Horas más tarde tuvo que ser derivada a la Unidad de Terapia Intensiva de la Clínica Provincial de Merlo, donde falleció cuatro días después por una hemorragia interna. La lesión era grave y tardó en ser atendida, empeorando sus chances de sobrevivir.
Según su madre, la joven había comentado haber sufrido un golpe durante una práctica de esposamiento. Tripolone explicó: “A mediados de noviembre de 2023,durante una práctica de esposamiento, donde ella cumplía el rol de delincuente, la empujaron, cayó y se descompensó”. En el momento se recuperó, pero dos días después se desmayó en el comedor de la escuela. “La instructora a cargo no dejó que la trasladen al cuerpo médico, un box que se encontraba a tan solo 30 metros”, denunció Tripolone. Según su escrito, no se habría seguido el protocolo interno del establecimiento.
Pocos días antes de su muerte, le dijo a su hermana Jéssica: “Tengo que ir a comprarme unas vitaminas. Casi me desmayo dos veces en la escuela. Estoy reanémica. Se me hacen todos puntos rojos en el cuerpo”. Casco manifestó tener mucho dolor por días y moretones en distintas partes del cuerpo y en el lado derecho del abdomen, donde había recibido el golpe. En su franco, al salir, volvió a descomponerse.
El abogado detalló que durante su internación “había custodia policial 24 horas, algo raro porque eso no ocurre con ninguna víctima”. La primera autopsia la realizaron peritos de la Policía Bonaerense, aunque el abogado recuerda que por protocolo –al haber estado involucrada– debe hacerlo otra fuerza de seguridad. Así, la familia y su abogado piensan que la autopsia fue influenciada y modificada para que no consten traumatismos “documentados en la investigación”. Por esto, insiste en que hay varias personas que han cometido encubrimiento y que los delitos trascendieron la Escuela de Policía.
“Pudimos lograr una segunda autopsia y ahí un perito se acercó a la familia para ofrecer su trabajo y así poder evaluar el desarrollo de la necropsia como correspondía.
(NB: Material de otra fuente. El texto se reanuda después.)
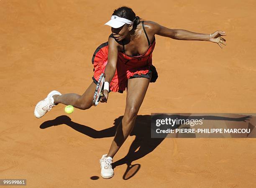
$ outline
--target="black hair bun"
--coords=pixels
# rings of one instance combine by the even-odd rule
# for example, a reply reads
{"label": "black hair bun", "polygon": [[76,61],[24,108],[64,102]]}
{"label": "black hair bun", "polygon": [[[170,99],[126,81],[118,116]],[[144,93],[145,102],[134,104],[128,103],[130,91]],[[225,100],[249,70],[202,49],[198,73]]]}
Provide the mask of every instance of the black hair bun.
{"label": "black hair bun", "polygon": [[134,21],[133,21],[133,25],[138,25],[140,23],[140,17],[138,16],[136,16]]}

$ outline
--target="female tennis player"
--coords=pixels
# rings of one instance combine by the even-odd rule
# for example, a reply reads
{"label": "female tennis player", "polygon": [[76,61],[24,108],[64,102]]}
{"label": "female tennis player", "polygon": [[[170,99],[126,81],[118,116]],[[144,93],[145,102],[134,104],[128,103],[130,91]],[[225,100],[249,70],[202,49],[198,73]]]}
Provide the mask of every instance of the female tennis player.
{"label": "female tennis player", "polygon": [[216,31],[202,34],[182,29],[169,29],[155,22],[143,21],[126,7],[114,11],[105,25],[111,27],[107,42],[96,49],[92,57],[93,81],[80,95],[61,95],[52,91],[36,105],[34,114],[40,118],[59,103],[72,105],[82,110],[92,106],[92,100],[100,75],[105,73],[104,95],[101,102],[107,103],[109,92],[123,92],[127,88],[126,106],[123,118],[118,125],[108,153],[100,159],[101,175],[104,178],[114,175],[113,158],[132,130],[140,107],[150,82],[154,82],[157,73],[152,63],[155,45],[155,35],[178,40],[203,40],[216,43],[221,48],[226,45],[222,37],[225,32]]}

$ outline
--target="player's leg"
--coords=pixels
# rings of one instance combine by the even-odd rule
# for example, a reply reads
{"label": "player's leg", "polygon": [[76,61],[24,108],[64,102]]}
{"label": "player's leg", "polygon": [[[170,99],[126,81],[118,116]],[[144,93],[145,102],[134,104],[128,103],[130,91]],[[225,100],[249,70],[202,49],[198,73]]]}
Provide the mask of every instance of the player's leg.
{"label": "player's leg", "polygon": [[47,97],[37,103],[34,110],[34,115],[37,118],[43,117],[57,104],[72,105],[82,110],[90,108],[92,105],[92,100],[96,84],[92,82],[82,95],[75,93],[61,95],[57,91],[50,92]]}
{"label": "player's leg", "polygon": [[103,178],[109,178],[114,175],[114,170],[112,166],[113,158],[133,128],[137,115],[146,95],[149,81],[149,79],[145,78],[128,80],[126,105],[123,118],[118,127],[108,153],[103,155],[100,160],[100,175]]}
{"label": "player's leg", "polygon": [[144,78],[128,80],[125,114],[118,127],[108,154],[113,158],[133,130],[137,115],[145,96],[150,79]]}
{"label": "player's leg", "polygon": [[96,84],[92,82],[82,95],[76,93],[54,95],[54,104],[60,103],[66,105],[72,105],[81,110],[90,108],[92,106],[92,100],[95,87]]}

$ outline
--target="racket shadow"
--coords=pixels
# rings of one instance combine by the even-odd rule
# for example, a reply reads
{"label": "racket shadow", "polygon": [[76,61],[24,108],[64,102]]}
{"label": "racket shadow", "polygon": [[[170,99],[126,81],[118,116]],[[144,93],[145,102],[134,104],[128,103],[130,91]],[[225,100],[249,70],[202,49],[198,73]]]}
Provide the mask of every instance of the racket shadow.
{"label": "racket shadow", "polygon": [[45,121],[42,123],[40,128],[45,129],[58,125],[65,124],[84,135],[94,138],[112,137],[115,136],[118,125],[100,130],[97,130],[87,126],[74,122],[67,115],[61,115],[54,120]]}

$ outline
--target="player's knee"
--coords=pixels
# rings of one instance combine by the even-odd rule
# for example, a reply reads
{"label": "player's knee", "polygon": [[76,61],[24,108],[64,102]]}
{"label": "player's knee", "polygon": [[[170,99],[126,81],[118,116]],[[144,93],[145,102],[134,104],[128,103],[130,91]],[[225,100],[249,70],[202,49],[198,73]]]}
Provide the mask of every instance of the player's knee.
{"label": "player's knee", "polygon": [[127,108],[126,111],[126,115],[128,118],[132,119],[136,117],[138,114],[138,109],[136,108],[132,107]]}

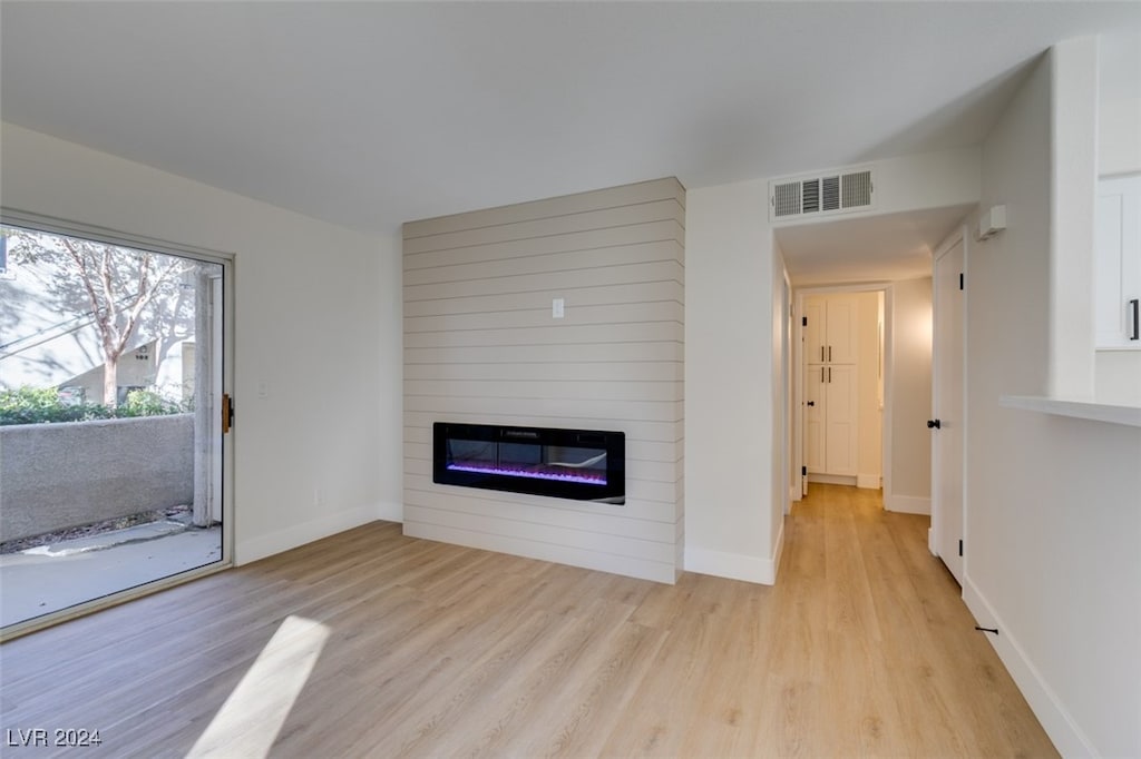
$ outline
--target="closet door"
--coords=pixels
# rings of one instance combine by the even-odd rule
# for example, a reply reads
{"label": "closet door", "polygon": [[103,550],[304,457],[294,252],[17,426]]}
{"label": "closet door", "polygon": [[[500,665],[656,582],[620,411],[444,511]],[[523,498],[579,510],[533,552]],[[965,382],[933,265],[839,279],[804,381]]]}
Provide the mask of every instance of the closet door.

Sin embargo, días después dejó de responder los mensajes y llamadas”, remarcó Tripolone, levantando sospechas sobre su verdadera intención.
Ires y venires judiciales
Al haber muerto en una clínica de Merlo, la causa se inició en la UFI N°5 de Morón –a cargo de Carlos Oviedo–, pero luego pasó a la UFI N°10, especializada en violencia familiar y de género, de ese distrito judicial. Después, aterrizó en la UFI N°4 de Morón, donde la fiscal a cargo declaró la incompetencia en razón de territorio. Así, la causa quedó finalmente en el Departamento Judicial de Quilmes en manos de la UFI N°2 de Berazategui, a cargo de Cristian Granados, desde hace un año.
Según el abogado, el fiscal “está haciendo un gran trabajo y quiere saber quiénes están involucrados, el problema es que pasaron dos años y estamos en la etapa de testimoniales, como si la muerte de Agustina hubiese ocurrido ayer”. En esta línea, el letrado pidió celeridad y que la causa avance para esclarecer la muerte de la joven.